Scaling Ferret Beyond One Server

andy · July 15, 2006, 12:48am

Hi Everyone,

I was wondering if folks here have had experience scaling Ferret beyond
a
single server? Currently, we are running Ferret in the same physical
server
as its Rails front end (via acts_as_ferret), but it is evident that we
need
a more scalable solution already. How would you split up the tasks (via
dRB
perhaps?) between two or three servers? Shared disk, replicated Ferret
index (?), or any other ideas?

Thanks in advance,
AC

andy · July 15, 2006, 7:33am

On 7/15/06, Andy C. [email protected] wrote:

AC
Hi Andy,

I guess the answer depends on which part of the application is the
bottleneck. If it is Ferret then replicating the index might be the
solution but it’s complicated and I doubt that is your problem.

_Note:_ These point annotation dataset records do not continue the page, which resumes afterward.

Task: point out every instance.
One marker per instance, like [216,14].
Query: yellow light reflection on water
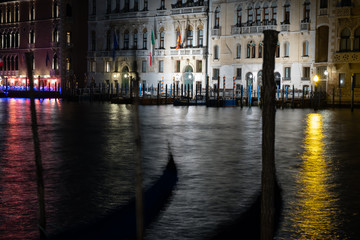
[316,212]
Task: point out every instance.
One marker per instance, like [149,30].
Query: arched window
[108,40]
[260,50]
[287,12]
[250,11]
[68,10]
[238,16]
[286,49]
[273,13]
[277,50]
[145,39]
[93,40]
[55,64]
[162,38]
[238,51]
[126,39]
[345,40]
[135,39]
[305,49]
[306,11]
[266,13]
[216,52]
[200,36]
[189,37]
[357,39]
[217,18]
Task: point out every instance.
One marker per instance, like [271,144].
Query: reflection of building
[47,29]
[315,37]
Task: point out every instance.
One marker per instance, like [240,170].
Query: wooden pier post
[268,138]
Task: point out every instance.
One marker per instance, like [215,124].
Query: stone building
[48,29]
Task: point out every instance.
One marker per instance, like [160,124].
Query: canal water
[87,152]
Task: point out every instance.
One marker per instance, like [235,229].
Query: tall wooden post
[268,137]
[38,161]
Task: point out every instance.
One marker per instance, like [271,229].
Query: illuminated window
[200,37]
[198,66]
[345,40]
[238,16]
[107,66]
[32,12]
[217,18]
[68,38]
[135,40]
[143,66]
[162,40]
[68,64]
[305,49]
[145,39]
[238,51]
[55,63]
[177,66]
[357,39]
[286,49]
[161,66]
[126,39]
[216,52]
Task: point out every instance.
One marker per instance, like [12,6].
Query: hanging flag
[47,58]
[178,41]
[116,46]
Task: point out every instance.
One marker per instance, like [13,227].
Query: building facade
[45,28]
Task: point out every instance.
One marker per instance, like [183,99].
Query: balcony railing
[343,11]
[346,57]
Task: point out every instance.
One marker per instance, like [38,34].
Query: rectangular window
[161,66]
[177,67]
[287,73]
[341,80]
[216,73]
[143,66]
[238,73]
[68,38]
[93,66]
[306,73]
[356,80]
[107,66]
[199,66]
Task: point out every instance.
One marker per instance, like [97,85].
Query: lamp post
[316,80]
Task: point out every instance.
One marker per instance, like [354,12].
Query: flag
[178,41]
[47,58]
[152,46]
[116,46]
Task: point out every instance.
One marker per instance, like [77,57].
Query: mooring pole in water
[138,168]
[38,161]
[268,137]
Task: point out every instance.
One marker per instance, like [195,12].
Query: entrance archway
[188,76]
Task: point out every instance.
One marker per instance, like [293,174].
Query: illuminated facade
[43,27]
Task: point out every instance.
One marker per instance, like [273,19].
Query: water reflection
[316,212]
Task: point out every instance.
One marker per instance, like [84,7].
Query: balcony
[343,12]
[346,57]
[188,51]
[215,32]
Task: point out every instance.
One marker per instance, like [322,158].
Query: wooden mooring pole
[268,138]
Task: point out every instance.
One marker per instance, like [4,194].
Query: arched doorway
[188,76]
[125,77]
[249,79]
[277,77]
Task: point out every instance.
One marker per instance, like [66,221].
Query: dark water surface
[87,151]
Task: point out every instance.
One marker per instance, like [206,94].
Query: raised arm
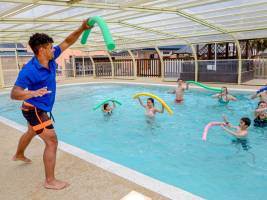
[160,111]
[141,103]
[231,132]
[232,98]
[255,96]
[216,95]
[19,93]
[73,37]
[113,105]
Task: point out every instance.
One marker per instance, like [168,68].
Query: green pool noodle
[204,86]
[106,101]
[104,29]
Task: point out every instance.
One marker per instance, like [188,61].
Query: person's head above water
[262,104]
[244,122]
[224,90]
[150,102]
[180,81]
[106,107]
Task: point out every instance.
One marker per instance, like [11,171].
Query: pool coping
[131,175]
[145,181]
[153,84]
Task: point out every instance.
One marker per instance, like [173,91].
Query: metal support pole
[112,66]
[239,76]
[83,67]
[196,61]
[93,63]
[2,82]
[215,55]
[73,66]
[17,60]
[161,62]
[134,64]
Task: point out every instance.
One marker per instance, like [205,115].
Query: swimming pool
[169,148]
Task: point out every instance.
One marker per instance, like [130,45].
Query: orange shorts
[36,117]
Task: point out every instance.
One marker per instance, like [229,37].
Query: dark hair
[261,103]
[225,89]
[246,120]
[152,100]
[105,106]
[38,40]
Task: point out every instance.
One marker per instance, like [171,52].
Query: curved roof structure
[136,23]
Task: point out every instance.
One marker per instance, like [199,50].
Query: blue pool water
[169,148]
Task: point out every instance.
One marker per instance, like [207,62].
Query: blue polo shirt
[34,76]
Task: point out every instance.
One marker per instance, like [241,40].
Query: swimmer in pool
[150,109]
[179,91]
[262,96]
[107,109]
[224,97]
[240,133]
[261,115]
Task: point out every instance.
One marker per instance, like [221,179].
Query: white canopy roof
[136,23]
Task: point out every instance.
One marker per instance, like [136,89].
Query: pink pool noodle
[205,133]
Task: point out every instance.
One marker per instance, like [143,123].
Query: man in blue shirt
[36,87]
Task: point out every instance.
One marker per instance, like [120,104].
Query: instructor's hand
[39,93]
[85,26]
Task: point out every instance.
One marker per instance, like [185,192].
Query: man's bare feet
[21,158]
[56,185]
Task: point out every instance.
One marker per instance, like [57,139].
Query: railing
[148,67]
[260,67]
[123,68]
[208,70]
[103,69]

If Ferret is handling the workload (which it should be if you have the
C extension installed) then my guess would be to use a DRb solution.
In a few weeks I’m going to start experimenting with using Ferret with
DRb and future versions may even come with a DRb server included. In
the mean time let me know how you go.

Cheers,
Dave

andy · July 17, 2006, 4:27pm

Dave,

Thanks for your feedback and for developing the wonderful Ferret!

Besides performance, our application requirement is to have no single
point
of failure - which is why we are looking at running Ferret (at least the
search node) beyond a single server.

In the lucene world, there’s an interesting post at
http://www.mail-archive.com/[email protected]/msg12709.html
on
how Technorati is doing distributed Lucene…

Our current options are (1) dRB, (2) some replication technique similar
to
the one described by Doug Cutting in the above post, and (3) possibly
some
form of distributed file system like hadoop (which will also serve other
needs for our app). Will let the list know how it goes. Also,
interested
in hearing anybody else’ experience on using Ferret on more than one
machine.

-AC

andy · July 18, 2006, 1:37am

Andy C. wrote:

(3) possibly some form of distributed file system like hadoop

Actually hadoop is build for distributed filesystem that only need
sequential reading of files. Its not useful for random access. You might
want to try something like MogileFS instead.